Jarrett Billingsley wrote:
> On Tue, Jun 30, 2009 at 11:38 AM, Jesse
> Phillips<[email protected]> wrote:
>> So looking at a post on StackOverflow about D gatchas:
>> http://stackoverflow.com/questions/743319/why-isnt-the-d-language-picking-up/1059780#1059780
>>
>> "functions that form closures or are attached to objects (ie. methods) are
>> not the same as regular functions, instead they are called delegates, and
>> you must be aware of the differences."
>>
>> I seem to recall the distinction was going to be going away or minimized. Is
>> this already done? Will it be going into D2?
>
> Nothing's changed in that area.
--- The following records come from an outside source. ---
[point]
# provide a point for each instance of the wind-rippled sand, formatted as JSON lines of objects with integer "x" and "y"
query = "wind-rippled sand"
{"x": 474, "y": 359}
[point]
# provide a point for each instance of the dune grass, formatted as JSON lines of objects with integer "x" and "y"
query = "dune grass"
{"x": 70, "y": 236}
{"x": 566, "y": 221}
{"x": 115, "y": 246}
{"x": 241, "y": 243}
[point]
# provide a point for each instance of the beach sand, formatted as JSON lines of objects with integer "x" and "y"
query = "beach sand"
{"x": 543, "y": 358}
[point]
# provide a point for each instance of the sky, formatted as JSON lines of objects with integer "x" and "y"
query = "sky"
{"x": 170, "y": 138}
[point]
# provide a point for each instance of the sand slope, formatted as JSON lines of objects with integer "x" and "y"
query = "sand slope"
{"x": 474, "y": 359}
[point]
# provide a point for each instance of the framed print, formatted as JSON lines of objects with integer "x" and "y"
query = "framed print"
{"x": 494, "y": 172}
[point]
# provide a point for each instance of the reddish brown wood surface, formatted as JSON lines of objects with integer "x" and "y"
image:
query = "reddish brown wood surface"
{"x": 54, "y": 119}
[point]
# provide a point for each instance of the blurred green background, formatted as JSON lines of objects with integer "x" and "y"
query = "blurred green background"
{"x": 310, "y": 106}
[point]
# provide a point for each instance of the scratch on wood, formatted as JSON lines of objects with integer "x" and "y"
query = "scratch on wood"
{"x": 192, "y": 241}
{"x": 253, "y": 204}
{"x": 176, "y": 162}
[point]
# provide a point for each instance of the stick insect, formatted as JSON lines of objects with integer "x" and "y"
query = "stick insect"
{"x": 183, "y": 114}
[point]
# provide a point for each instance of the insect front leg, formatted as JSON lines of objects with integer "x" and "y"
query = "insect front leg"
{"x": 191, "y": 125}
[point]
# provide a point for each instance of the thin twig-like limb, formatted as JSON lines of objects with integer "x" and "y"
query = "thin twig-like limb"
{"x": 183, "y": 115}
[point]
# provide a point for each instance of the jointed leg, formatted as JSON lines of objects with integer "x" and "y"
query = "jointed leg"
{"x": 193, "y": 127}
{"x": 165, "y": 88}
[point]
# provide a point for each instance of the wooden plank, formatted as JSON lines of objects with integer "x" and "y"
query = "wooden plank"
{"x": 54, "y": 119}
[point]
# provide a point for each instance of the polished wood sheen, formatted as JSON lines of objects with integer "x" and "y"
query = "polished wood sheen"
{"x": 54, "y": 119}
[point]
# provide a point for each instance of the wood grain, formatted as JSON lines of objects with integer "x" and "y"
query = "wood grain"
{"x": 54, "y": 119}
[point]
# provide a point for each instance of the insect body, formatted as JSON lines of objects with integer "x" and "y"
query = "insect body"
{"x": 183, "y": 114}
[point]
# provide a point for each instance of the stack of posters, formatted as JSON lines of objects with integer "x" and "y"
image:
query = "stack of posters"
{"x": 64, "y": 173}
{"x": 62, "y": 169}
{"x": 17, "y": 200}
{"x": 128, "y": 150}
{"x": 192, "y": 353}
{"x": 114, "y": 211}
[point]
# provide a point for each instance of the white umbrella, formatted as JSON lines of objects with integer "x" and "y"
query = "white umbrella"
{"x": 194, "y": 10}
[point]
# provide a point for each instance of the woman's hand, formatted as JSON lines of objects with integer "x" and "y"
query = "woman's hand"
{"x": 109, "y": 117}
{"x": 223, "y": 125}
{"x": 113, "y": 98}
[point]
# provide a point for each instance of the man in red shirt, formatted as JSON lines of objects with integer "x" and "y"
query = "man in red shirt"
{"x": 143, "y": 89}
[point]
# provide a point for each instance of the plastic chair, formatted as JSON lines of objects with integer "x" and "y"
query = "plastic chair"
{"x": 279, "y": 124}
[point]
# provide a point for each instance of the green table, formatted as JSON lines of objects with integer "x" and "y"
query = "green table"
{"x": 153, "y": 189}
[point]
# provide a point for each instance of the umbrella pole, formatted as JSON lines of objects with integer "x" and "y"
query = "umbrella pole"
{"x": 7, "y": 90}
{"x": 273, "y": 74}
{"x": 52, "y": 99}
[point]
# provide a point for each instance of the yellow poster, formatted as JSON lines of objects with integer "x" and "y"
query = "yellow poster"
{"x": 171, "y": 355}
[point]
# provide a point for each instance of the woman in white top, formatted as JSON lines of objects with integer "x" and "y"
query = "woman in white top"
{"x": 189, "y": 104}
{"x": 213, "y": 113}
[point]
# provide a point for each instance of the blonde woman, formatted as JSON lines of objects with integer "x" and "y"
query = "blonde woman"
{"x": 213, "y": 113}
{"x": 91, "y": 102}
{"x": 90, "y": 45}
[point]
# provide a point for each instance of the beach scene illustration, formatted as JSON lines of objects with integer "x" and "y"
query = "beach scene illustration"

Theoretically the compiler could
> implicitly convert function pointers to delegates by creating thunks.
> It shouldn't be *that* hard to implement..
Here's something I have in a project of mine. I didn't come up with the
idea, but I forget who did.
Note that this is not generalised. I started working on a general one,
but gave up when it proved too fiddly and difficult to correctly rebuild
a function's argument list.
/*
* This is utterly evil, but also REALLY cool.
*
* What we do here is make a dummy struct, and give it a member
* function. The member function has a hidden argument (this).
*
* We then construct a delegate of the appropriate type, set its
* funcptr to Wrap.call and its ptr to the function pointer.
*
* When dg is called, it is called as (dg.funcptr(dg.ptr, ...))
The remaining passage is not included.